2002年，斯金纳重新接过美国国内业务的重任时，麦当劳正在苦苦挣扎。公司沉迷于盲目扩张，2001年，每天新开店铺的数量超过3家。结果导致食品和服务的质量下降，公司股票和利润也随之大幅下跌。长期掌管麦当劳的吉姆•坎塔卢普退休之后重新出山，并任命斯金纳为副主席。新管理层实施了一项回归基本原则的变革策略——制胜计划（Plan to Win），该策略的核心是增加现有店铺的销售额来带动增长，而不是通过增开新店来促进增长。
冷静、沉稳的斯金纳上台之后，并未推出新政来重组摇摇欲坠的公司，而是保持了公司策略的连贯性。他强调，领导者的变化并不意味着公司策略也一定要变化。耶鲁大学管理学院（Yale School of Management）的杰弗里•索南菲尔德说：“他明白，没有必要按自己的想法重塑公司形象，也没必要将公司打上自己的烙印。”
He proved to be insightful too, backing his executives publicly even if he didn't always agree with their tactics. Claire Babrowski, who worked for McDonald's for almost 30 years, remembers, as a manager in the North Carolina region, running into a difficult franchisee who wasn't operating his store the way the company liked. (To this day, 80% of McDonald's restaurants are operated by independent owners.) To top it off, he would never wear a tie -- standard practice at the time for franchisees. Skinner was her boss, and during a visit all parties met to hash out their issues. "For some reason I got off on the tie thing, which was so the least of it," Babrowski says. Skinner didn't stop her, instead turning to the franchisee to ask him how hard it would be to put on a tie. "Later at night Jim took me out to dinner, and he's like, 'Really? The tie?'"
In 1992, McDonald's promoted Skinner to work in its international business, bringing Big Macs and fries to 60 new markets, including parts of Europe, Africa, and the Middle East. By the time he came back to domestic operations he had worked in every region of the world.
Skinner returned to the U.S. business in 2002 to a McDonald's that was floundering. The company was hooked on expansion; in 2001 it was opening more than three restaurants a day. The quality of the food and service had deteriorated as a result, along with the stock price and profits. Long-time McDonald's man Jim Cantalupo came out of retirement to run the company and elevated Skinner to vice chairman. The new executive team implemented a back-to-basics turnaround strategy -- the Plan to Win -- with a focus on growth through increasing sales at existing stores rather than by opening new locations.
In April 2004, Cantalupo and his management crew traveled down to Orlando for the company's owner-operator convention. In the early morning hours the day Cantalupo was to give his remarks, a victory speech of sorts, he had a heart attack and died in the room next to Skinner's. That same day the board named the young, charismatic Charlie Bell as the company's new leader. But less than a month later Bell was diagnosed with colorectal cancer. While he and the company were at first optimistic about a recovery, he stepped aside in November. "The bizarre paradoxical thing was that in the midst of first losing Jim [Cantalupo] and then Charlie being ill, we were performing better than ever," says former McDonald's executive Mats Lederhausen. "It was surreal."

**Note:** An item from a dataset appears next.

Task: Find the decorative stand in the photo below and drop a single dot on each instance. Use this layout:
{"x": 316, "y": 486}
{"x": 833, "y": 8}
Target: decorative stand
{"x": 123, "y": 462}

The board looked to the 60-year-old Skinner to become the company's new CEO at one of the most delicate moments in its history. "The fact that it was Jim, at least from my point of view, was a comfort," Babrowski says. To the outside world, Skinner was relatively unknown, which he attributes to always being a good No. 2. "Good No. 2s don't usurp their boss's authority," he says. "They don't go around trying to take credit."
Rather than shake up the already unsettled company by implementing a new approach, the no-drama Skinner came in on a platform of continuity, stressing that leadership change doesn't mean strategy change. "He understood that he didn't need to rebrand the company in his own image," says Jeffrey Sonnenfeld of the Yale School of Management. "He didn't need to imprint his persona."